Yezidis express pain through art, performances in Duhok

Four years after the ISIS the genocidal atrocities at Mount Shingal, displaced Yezidis gathered in Duhok on Friday for a ceremony to share their experiences and explain their plight through art, film, and on-stage performances. 

The General Directorate of Martyr and Anfal Affairs in Duhok hosted the ceremony. 

"We see the genocide in Shingal and want to bring attention to the world of the plight of the Yezidis," Ahmed Mishexti, the director of the event and a coordinator within the Duhok Culture Ministry, told Rudaw English. 

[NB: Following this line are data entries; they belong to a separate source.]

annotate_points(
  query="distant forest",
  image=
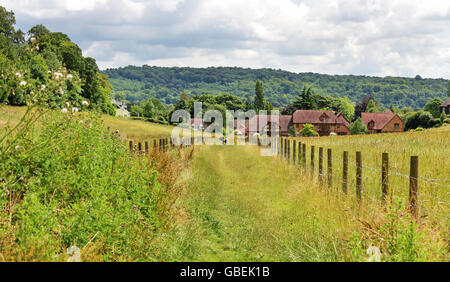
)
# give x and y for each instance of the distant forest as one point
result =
(136, 84)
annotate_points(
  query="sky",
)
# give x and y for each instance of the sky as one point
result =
(376, 38)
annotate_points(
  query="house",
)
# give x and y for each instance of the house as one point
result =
(445, 107)
(121, 108)
(383, 122)
(264, 124)
(324, 122)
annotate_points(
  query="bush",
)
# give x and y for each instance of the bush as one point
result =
(74, 183)
(308, 130)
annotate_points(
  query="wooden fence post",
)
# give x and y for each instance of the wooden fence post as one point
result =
(384, 177)
(330, 168)
(289, 151)
(299, 152)
(345, 172)
(358, 175)
(320, 164)
(304, 154)
(294, 151)
(413, 186)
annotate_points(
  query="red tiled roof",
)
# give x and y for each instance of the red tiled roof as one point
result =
(446, 103)
(260, 121)
(379, 119)
(318, 117)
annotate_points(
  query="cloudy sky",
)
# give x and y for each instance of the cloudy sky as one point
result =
(386, 37)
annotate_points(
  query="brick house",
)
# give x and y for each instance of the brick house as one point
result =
(325, 122)
(383, 122)
(445, 107)
(262, 124)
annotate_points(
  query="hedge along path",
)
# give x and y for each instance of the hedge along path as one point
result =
(253, 208)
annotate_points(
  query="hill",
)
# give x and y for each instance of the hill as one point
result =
(135, 84)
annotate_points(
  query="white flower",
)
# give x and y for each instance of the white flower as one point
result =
(57, 75)
(374, 253)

"We believe that all people can live together peacefully in Kurdistan.” Yezidis offered several performances on stage including music by Tahseen Shingaly, a play showing how ISIS destroyed the Yezidi people in Shingal when they first arrived, the showing of a documentary film, and an additional musical performance by Mohammed Zaki. 

Several portraits were also put on display showing the Yezidis escape Mount Shingal. A "living" stone monument used people painted as stone and standing on platforms for people to view. Several ISIS survivors were in attendance and spoke of their experiences. 

One Yezidi female, Aenas Khero, who is now a Peshmerga, was only 14 years old when she was captured from Shingal. She escaped after less than two months with ISIS but described in detail one of the many horrors she witnessed. 

She told Rudaw of a young baby which was crying and a member of ISIS asked the baby's mother why the baby was crying, and the mother said he needed milk. The ISIS member told her to give him the baby and he'd find milk. 

Instead, he beheaded the baby, cooked the baby and then forced the mother to eat her own child's flesh. Khero became Peshmerga when she was 15 years old. "I saw many women and girls captured and tortured by ISIS," she told Rudaw. "I became Peshmerga so that I can protect my people."